MERGE-RNA: a physics-based model to predict RNA secondary structure ensembles with chemical probing
Abstract
The function of RNA molecules is deeply related to their secondary structure, which determines which nucleobases are accessible for pairing. Most RNA molecules however function through dynamic and heterogeneous structural ensembles. Chemical probing methods (e.g., DMS probing) rely on selective chemical modification of accessible RNA nucleotides to infer base-pairing status, yet the resulting nucleotide-resolution data represent ensemble averages over dynamic RNA conformations. We present MERGE-RNA, a unified, physics-based framework that explicitly models the full experimental pipeline, from the thermodynamics of probe binding to the mutational profiling readout. By integrating measurements across probe concentrations and replicates, our model learns a small set of transferable and interpretable parameters together with minimal sequence-specific soft constraints. This enables the prediction of secondary structure ensembles that best explain the data and the detection of suboptmal structures involved in dynamic processes. We validate MERGE-RNA on diverse RNAs, showing that it achieves strong structural accuracy while preserving essential conformational heterogeneity. In a designed RNA for which we report new DMS data, MERGE-RNA detects transient intermediate states associated with strand displacement, dynamics that remain invisible to traditional methods.
Summary
This paper introduces MERGE-RNA, a novel physics-based computational framework for predicting RNA secondary structure ensembles using chemical probing data, specifically DMS probing. The core idea is to model the entire experimental pipeline, from probe-RNA interaction and binding to the final mutational profiling readout, using physically meaningful parameters. This allows the model to learn transferable parameters from multiple datasets (different RNA sequences, probe concentrations, and experimental replicates) simultaneously, leading to more robust and accurate predictions of RNA structural ensembles. MERGE-RNA uses a maximum entropy approach to refine an initial thermodynamic folding model (ViennaRNA) with sequence-specific soft constraints derived from the experimental data, ensuring minimal adjustments to the baseline model. The key finding is that MERGE-RNA achieves strong structural accuracy while preserving essential conformational heterogeneity in the predicted ensembles. The model demonstrates the ability to deconvolve mixed structural states, even detecting transient intermediate states associated with dynamic processes like strand displacement that are often missed by traditional methods. The authors validate MERGE-RNA on diverse RNAs and demonstrate its ability to capture complex structural rearrangements, such as the temperature-dependent changes in the cspA 5' UTR. This matters to the field because it offers a more principled and accurate way to interpret chemical probing data and predict RNA structure, leading to a better understanding of RNA function and dynamics. By explicitly modeling the experimental process and incorporating physical parameters, MERGE-RNA overcomes limitations of existing methods that rely on heuristic conversions of reactivity data into pseudo-free energies.
Key Insights
- •MERGE-RNA introduces a novel physics-based model for predicting RNA secondary structure ensembles by explicitly modeling the chemical probing experimental pipeline.
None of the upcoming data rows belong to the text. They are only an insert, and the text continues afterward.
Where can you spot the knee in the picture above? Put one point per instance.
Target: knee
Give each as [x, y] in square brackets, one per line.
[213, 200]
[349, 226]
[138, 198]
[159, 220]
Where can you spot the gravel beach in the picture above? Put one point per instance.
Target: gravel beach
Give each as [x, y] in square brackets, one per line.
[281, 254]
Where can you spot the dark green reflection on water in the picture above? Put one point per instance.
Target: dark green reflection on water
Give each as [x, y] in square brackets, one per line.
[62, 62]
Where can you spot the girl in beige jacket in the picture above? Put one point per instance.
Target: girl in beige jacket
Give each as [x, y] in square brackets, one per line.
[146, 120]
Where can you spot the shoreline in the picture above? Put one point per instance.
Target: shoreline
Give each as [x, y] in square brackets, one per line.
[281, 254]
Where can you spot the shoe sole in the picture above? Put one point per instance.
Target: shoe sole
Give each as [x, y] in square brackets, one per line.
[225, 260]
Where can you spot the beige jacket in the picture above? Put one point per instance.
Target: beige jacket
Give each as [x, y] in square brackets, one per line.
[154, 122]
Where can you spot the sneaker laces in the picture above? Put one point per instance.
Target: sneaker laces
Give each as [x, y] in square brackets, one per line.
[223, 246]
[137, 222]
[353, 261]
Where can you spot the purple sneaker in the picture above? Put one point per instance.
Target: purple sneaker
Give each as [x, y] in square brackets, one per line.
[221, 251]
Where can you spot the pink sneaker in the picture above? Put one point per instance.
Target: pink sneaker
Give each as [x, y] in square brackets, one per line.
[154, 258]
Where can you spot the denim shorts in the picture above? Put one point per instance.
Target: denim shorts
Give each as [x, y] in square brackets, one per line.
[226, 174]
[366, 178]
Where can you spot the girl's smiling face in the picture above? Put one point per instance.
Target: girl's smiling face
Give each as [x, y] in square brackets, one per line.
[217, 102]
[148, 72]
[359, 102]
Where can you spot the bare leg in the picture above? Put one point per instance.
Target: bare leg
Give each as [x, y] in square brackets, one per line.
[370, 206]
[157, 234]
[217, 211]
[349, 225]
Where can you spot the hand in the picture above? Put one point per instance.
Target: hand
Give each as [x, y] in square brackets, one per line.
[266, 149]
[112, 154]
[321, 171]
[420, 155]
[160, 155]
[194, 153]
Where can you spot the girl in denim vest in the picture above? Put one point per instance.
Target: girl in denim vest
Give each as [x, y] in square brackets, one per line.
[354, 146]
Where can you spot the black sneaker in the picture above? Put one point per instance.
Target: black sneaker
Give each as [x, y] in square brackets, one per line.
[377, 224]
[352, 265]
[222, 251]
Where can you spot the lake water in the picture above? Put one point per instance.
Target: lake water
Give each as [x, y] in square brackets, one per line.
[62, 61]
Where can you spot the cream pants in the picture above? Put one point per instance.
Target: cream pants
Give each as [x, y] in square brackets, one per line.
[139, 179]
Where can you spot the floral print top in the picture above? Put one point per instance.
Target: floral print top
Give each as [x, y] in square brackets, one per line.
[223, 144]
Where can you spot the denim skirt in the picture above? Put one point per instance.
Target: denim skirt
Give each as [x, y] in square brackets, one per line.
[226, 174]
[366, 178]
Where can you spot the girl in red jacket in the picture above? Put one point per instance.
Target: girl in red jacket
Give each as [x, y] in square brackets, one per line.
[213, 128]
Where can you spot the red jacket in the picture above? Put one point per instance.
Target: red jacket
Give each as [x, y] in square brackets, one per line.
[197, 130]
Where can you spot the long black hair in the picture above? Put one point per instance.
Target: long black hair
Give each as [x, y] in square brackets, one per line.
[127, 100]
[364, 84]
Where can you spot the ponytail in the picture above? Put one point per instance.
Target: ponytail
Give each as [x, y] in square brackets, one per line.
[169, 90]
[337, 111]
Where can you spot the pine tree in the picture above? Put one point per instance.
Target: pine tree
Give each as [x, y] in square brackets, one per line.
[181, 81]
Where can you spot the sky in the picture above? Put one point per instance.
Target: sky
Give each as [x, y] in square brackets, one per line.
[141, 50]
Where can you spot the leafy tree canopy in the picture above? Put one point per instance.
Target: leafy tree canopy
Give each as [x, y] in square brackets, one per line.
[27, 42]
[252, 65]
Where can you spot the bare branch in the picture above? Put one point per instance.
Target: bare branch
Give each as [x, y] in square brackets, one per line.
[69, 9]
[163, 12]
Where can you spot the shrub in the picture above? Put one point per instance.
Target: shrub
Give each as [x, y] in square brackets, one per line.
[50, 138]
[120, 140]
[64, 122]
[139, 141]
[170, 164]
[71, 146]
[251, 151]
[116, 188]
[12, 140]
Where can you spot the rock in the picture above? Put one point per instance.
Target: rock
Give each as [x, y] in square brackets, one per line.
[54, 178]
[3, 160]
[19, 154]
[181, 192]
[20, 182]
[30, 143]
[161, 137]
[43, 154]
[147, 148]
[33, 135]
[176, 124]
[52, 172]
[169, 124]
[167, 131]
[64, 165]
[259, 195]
- •The model learns transferable physical parameters (μr, Δμpairing, pbind(A, unpaired), pbind(C, unpaired), pbind(G), pbind(U), m0/m1) from multiple datasets, improving robustness and generalizability.
- •Using maximum entropy inference, MERGE-RNA infers sequence-specific soft constraints (λi) to minimally adjust the baseline thermodynamic model, avoiding over-constraining the predictions.
- •The study found that there's an optimal balance between structural accuracy and ensemble heterogeneity, and that enforcing the reference structure too strongly can degrade performance.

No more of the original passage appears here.